Now I have added one more column to my HRUser
table called IsActivated
.
I need to create a one-time script which will be executed in production and populate data into this IsActivated
column. After execution of this one-time script onwards, whenever the users activate their account, the HRUser
table's IsActivated
column will automatically be updated.
For updating the IsActivated
column in the HRUser
table, I need to check the Audit
table whether the user has logged in till now.
UPDATE [dbo].HRUser
SET IsActivated = 1
FROM dbo.[UserAudit] A
JOIN dbo.[HRUser] U ON A.UserId = U.UserId
WHERE A.AuditTypeId = 14
AuditTypeId=14
means the user has logged in and user can login any number of times and every time the user logs in it will get captured in the UserAudit
table...
The logic is that if the user has logged in at least once means the user is activated.

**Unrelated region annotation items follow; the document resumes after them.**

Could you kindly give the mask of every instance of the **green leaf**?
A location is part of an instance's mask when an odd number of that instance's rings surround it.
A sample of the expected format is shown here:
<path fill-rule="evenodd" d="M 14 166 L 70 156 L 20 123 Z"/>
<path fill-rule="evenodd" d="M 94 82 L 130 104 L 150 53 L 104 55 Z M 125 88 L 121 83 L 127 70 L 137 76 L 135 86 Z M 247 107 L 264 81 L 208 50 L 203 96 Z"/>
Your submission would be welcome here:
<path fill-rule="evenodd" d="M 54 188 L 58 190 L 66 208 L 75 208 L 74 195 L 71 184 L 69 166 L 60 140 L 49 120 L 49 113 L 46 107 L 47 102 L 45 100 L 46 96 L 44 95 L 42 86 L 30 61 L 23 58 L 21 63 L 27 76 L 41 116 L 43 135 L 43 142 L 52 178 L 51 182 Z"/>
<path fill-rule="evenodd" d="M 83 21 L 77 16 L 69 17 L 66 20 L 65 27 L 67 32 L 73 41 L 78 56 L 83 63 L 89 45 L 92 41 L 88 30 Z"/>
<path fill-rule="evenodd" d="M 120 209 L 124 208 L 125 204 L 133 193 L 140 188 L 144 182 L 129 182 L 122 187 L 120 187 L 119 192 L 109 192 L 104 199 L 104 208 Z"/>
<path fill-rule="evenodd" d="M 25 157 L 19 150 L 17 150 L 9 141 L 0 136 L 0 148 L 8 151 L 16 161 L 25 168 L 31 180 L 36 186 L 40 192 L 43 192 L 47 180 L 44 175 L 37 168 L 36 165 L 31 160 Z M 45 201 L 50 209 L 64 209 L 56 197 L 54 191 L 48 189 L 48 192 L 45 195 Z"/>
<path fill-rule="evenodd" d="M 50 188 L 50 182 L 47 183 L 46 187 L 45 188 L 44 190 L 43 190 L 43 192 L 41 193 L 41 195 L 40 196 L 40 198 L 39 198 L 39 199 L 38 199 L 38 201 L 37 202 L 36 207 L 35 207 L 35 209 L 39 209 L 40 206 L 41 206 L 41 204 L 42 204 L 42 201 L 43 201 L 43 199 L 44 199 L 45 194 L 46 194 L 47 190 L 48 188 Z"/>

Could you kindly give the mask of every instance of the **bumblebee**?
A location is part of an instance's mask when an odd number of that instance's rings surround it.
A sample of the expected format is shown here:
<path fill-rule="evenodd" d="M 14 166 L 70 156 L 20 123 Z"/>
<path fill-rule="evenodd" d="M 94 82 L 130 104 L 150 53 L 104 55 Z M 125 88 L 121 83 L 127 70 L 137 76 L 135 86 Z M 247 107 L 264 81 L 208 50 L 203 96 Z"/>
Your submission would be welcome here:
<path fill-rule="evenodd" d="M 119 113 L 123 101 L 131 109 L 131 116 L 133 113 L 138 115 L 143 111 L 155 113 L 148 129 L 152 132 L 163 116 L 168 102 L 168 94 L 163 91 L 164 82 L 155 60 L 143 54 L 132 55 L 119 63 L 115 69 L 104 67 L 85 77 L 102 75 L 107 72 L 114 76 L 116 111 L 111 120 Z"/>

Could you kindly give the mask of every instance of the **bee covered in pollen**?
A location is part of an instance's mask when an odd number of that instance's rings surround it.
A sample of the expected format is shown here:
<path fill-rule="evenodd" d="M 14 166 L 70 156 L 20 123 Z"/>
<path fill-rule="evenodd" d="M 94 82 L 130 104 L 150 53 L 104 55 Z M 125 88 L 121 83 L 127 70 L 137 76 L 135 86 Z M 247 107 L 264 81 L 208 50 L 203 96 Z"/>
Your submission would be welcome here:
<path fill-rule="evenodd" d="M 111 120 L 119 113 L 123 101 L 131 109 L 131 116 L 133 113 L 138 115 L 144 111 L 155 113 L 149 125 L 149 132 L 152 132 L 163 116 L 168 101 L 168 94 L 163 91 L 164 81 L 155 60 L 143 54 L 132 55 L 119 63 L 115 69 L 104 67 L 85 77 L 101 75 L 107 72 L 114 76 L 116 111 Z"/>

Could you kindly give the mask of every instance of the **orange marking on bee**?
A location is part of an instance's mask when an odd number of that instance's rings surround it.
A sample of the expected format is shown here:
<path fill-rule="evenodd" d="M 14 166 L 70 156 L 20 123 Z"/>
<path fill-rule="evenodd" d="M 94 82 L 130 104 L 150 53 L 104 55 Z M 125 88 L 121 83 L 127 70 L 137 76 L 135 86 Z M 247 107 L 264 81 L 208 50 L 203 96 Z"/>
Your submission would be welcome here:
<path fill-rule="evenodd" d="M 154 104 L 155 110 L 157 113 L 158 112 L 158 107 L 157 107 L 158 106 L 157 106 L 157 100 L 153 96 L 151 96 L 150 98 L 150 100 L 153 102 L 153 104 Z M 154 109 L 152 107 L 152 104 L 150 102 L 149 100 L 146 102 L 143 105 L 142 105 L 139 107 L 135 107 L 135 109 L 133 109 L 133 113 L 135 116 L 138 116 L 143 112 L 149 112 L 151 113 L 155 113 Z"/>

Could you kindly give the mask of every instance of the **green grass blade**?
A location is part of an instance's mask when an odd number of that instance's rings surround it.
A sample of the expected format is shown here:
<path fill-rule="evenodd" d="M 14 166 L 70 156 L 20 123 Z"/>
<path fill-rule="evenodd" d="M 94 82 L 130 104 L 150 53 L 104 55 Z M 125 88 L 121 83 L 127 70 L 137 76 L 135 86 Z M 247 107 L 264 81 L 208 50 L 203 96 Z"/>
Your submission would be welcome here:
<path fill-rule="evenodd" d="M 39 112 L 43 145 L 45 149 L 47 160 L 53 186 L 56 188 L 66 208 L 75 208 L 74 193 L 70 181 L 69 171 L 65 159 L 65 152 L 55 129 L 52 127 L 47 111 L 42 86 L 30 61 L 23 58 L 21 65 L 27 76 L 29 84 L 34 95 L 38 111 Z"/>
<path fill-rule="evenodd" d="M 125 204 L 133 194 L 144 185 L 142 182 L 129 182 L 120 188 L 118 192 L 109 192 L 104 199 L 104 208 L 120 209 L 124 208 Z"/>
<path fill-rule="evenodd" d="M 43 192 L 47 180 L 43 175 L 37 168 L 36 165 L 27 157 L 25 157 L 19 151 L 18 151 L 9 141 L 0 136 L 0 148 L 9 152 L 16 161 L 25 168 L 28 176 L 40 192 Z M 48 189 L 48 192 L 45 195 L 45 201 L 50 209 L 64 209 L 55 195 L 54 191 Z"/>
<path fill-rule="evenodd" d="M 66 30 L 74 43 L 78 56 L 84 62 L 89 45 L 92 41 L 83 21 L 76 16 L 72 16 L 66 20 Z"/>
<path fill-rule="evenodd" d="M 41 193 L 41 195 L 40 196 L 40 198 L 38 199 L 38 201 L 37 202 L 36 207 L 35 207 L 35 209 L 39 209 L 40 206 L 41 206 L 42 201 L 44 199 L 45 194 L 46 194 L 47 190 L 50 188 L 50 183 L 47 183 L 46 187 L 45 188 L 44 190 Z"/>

This cannot be tested on lower environments and it need to be directly executed on production as in lower environments we don’t have any data in the UserAudit
table.
I am not really sure if that works as I have never used joins in update statement, I am looking for suggestions for any better approach than this for accomplishing my task
You could use EXISTS
and a correlated subquery to filter on rows whose UserId
has at least one audit event of id 14
:
UPDATE h
SET IsActivated = 1
FROM [dbo].HRUser h
WHERE EXISTS (
SELECT 1 FROM
FROM dbo.[UserAudit] a
WHERE a.UserId = h.UserId AND a.AuditTypeId = 14
)
Note that there is no point reopening the target table in the subquery; you just need to correlate it with the outer query.